Thanks OhTheRoses. In terms of my mental health, the problem/situation is feelings of extreme anxiety, extreme stress and low self esteem. When I went to the hospital yesterday, the hospital psychiatric team also felt that my feelings tied in with 'reactive depression', which they described as feeling depressed because of a situation rather than due to a long-term depressive illness.
I wasn't sure how much to reveal so far in this thread, but I feel that it's important that I reveal a few more details just in the interest of wanting to build as clear and comprehensive a picture as possible.
Since childhood, I have had persistent feelings of low self-esteem. These feelings possibly turned into reactive depression at several points, particularly when I was a teenager.
During ny final year at school, several years ago now, one of my best friends took her own life. This was extremely traumatic, and the memories of this event have returned at certain points. A few weeks ago, a colleague (not at my school, but someone who I knew from training) took their own life. I didn't know them very well, but the situation was certainly very stressful and traumatic for myself and for other students on the course. This event also brought back memories of what had happened when my school friend passed away.

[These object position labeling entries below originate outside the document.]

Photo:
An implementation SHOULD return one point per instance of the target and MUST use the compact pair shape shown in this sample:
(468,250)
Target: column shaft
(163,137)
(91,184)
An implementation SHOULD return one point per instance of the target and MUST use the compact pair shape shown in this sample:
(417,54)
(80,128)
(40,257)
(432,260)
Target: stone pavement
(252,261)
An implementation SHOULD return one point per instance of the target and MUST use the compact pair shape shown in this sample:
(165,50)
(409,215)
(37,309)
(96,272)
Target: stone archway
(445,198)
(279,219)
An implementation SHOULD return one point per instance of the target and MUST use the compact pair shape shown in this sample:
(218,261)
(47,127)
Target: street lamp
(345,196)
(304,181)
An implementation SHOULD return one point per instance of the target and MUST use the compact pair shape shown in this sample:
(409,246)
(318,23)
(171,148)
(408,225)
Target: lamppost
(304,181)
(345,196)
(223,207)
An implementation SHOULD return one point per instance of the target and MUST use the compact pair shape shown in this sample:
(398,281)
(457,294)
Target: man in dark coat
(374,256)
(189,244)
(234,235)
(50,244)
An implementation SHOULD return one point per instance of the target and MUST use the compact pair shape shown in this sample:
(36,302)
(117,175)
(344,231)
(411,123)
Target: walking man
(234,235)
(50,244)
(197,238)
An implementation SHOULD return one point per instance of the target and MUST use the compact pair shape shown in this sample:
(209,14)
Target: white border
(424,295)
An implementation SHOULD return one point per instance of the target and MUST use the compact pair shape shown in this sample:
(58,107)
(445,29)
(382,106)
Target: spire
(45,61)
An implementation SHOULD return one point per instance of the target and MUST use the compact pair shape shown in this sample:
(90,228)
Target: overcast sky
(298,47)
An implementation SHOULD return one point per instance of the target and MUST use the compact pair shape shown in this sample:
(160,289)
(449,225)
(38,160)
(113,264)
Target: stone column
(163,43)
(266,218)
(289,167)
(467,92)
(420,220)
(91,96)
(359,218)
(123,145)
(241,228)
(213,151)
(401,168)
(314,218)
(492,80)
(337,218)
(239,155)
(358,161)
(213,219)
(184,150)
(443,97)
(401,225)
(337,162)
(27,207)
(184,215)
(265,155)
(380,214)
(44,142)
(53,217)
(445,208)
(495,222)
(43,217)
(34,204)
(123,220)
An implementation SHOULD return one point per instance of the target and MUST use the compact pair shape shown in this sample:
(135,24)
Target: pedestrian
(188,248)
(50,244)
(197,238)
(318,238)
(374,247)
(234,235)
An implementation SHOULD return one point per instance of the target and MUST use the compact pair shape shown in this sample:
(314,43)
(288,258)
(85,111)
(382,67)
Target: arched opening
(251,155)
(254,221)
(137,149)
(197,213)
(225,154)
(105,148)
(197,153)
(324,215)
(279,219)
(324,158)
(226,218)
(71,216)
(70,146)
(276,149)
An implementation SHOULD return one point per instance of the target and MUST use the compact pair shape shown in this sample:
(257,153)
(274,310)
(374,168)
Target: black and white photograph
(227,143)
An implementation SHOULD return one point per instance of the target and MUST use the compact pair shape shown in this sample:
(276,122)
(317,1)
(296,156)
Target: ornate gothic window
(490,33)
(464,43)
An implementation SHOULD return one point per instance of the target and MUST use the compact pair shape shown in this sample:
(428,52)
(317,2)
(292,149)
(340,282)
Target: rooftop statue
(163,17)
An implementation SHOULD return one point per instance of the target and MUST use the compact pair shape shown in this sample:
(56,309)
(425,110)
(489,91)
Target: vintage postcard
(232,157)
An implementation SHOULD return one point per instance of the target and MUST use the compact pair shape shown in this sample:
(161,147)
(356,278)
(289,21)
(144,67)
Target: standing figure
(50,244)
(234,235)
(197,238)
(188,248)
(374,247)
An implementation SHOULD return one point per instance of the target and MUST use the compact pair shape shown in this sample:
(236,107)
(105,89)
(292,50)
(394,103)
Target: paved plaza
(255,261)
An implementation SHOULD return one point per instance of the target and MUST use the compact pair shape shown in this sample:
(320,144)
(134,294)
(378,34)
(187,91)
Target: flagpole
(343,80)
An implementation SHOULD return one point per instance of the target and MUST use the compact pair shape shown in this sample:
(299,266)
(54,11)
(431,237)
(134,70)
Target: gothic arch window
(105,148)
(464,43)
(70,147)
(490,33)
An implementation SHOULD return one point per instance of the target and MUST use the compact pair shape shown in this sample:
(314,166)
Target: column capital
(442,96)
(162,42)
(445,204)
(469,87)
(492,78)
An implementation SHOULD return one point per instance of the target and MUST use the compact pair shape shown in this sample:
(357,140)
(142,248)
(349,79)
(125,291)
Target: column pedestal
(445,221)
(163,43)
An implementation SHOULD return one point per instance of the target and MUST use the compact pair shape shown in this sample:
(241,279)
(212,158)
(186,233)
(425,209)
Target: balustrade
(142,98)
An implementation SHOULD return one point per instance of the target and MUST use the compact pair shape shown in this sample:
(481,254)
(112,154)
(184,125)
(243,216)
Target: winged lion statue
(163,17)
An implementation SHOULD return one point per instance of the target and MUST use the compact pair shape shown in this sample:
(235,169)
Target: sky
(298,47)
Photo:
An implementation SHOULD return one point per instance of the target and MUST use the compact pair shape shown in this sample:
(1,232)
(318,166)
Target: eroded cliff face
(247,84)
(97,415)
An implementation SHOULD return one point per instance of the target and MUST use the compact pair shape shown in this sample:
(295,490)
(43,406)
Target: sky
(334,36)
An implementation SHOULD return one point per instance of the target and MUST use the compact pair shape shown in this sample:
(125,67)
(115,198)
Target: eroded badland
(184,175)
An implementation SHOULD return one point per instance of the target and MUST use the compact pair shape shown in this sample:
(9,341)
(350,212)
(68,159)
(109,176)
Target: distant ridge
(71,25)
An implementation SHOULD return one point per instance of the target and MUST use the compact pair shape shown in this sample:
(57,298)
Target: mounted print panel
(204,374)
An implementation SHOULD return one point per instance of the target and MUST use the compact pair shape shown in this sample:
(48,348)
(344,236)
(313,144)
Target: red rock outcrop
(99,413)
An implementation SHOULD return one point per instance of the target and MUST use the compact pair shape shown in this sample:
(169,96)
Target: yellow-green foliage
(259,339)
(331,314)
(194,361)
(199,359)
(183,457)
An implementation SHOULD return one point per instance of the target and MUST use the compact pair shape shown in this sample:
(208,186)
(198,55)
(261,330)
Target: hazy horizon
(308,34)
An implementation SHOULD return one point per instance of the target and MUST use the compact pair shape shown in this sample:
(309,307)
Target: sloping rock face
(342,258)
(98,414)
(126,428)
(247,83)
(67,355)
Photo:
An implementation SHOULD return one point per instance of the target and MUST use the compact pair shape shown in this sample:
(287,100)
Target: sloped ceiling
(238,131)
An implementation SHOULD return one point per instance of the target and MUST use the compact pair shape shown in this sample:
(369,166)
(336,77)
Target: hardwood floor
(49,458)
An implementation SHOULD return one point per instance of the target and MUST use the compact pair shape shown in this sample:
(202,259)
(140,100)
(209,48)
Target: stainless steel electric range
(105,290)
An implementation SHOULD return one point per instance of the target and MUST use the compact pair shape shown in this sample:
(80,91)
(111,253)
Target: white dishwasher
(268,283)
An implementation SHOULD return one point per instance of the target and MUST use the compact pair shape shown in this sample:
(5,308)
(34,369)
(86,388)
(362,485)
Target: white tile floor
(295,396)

At university, particularly during my second year and my final year, I had constant feelings of anxiety and panic. I felt several times as if I was going to have a panic attack, although I don't think I've ever actually had a full panic attack.

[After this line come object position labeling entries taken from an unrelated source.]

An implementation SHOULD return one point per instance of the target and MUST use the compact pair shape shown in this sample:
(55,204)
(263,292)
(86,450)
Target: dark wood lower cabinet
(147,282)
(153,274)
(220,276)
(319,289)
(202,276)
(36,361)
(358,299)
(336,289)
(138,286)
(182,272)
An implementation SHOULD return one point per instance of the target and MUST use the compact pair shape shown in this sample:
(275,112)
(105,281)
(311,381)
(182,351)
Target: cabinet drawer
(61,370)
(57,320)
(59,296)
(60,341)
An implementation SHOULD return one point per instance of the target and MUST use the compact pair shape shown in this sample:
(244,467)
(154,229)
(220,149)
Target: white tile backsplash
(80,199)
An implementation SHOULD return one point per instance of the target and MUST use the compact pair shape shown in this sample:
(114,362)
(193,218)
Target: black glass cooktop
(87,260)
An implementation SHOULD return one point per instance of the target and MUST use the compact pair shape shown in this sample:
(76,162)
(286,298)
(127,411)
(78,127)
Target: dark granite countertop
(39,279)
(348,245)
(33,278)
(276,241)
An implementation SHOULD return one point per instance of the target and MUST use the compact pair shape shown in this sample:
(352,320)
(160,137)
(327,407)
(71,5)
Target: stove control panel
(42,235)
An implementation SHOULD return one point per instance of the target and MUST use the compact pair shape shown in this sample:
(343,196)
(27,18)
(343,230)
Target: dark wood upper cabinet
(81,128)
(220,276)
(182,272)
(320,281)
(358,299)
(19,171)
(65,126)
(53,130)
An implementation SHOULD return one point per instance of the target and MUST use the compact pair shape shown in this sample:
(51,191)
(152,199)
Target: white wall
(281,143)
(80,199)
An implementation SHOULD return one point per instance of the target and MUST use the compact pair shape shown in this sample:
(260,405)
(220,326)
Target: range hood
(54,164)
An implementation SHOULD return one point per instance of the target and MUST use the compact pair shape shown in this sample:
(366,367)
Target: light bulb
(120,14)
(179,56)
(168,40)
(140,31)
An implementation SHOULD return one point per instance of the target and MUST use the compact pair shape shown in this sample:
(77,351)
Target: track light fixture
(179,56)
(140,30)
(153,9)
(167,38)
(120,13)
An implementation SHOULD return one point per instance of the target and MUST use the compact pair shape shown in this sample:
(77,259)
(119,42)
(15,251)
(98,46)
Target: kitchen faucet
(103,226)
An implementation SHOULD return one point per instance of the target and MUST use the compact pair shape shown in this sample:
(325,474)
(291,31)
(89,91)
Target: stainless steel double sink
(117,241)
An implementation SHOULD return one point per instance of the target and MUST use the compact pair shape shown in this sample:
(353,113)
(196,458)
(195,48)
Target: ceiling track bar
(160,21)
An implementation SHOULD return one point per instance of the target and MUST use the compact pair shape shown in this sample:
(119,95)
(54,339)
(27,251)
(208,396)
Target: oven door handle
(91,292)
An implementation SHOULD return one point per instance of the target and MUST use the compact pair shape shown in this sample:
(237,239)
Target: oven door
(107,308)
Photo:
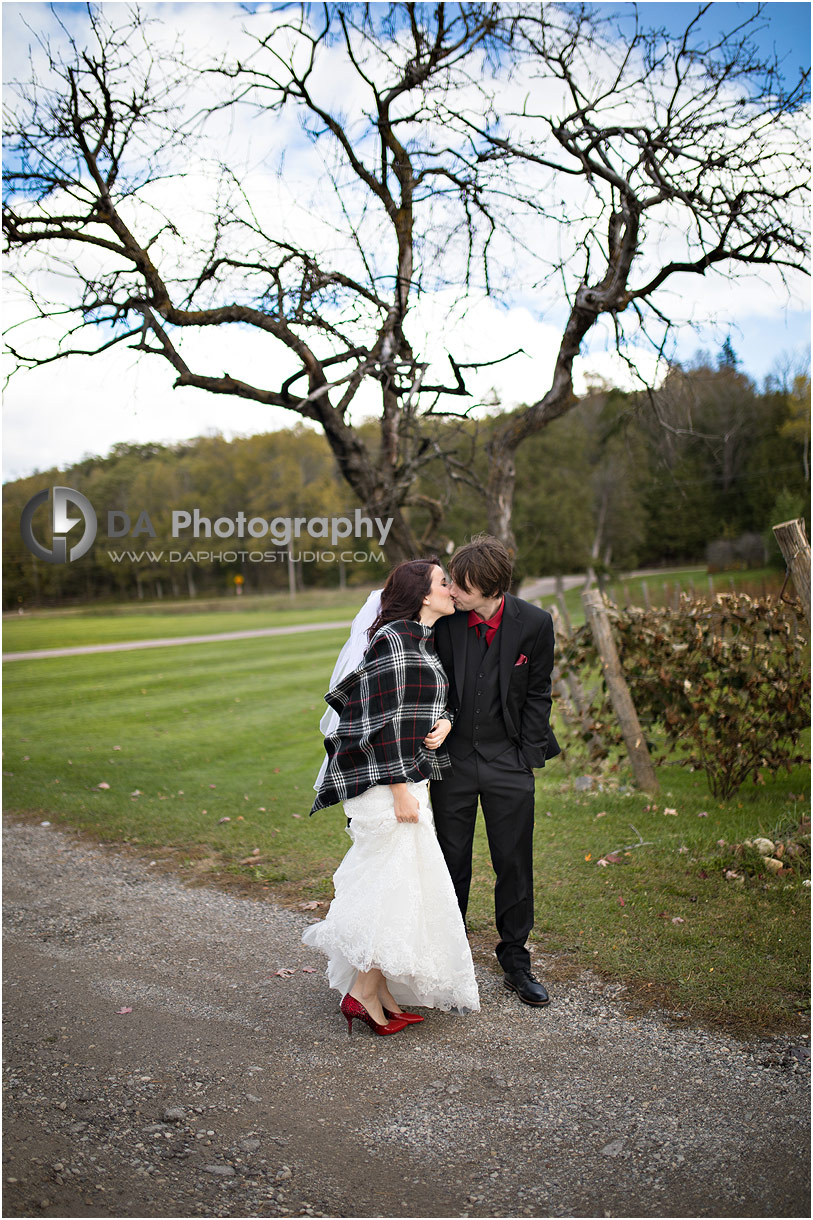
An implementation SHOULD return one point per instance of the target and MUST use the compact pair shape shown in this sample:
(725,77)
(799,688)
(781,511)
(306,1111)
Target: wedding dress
(396,909)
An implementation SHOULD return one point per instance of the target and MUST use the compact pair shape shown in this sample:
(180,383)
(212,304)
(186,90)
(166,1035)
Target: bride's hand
(437,733)
(405,804)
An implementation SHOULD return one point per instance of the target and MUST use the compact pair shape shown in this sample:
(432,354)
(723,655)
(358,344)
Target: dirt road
(156,1065)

Shortly before my final year at uni, I began to have really painful stomach aches and nausea. I was concerned that these might point to something more serious, so I saw several GPs in England and abroad ( I was living abroad when the stomach pains started). I also had a scan when I came back to the UK after living abroad. These pains were eventually put down to acute stress. However, as I'd never had them previously, I was anxious about what they could have been, which probably further increased my general feelings of anxiety.
This year, during my teacher training so far, is the lowest I've ever felt. Right now, I don't have any suicidal ideation, however this has been the case further back in the past and more recently.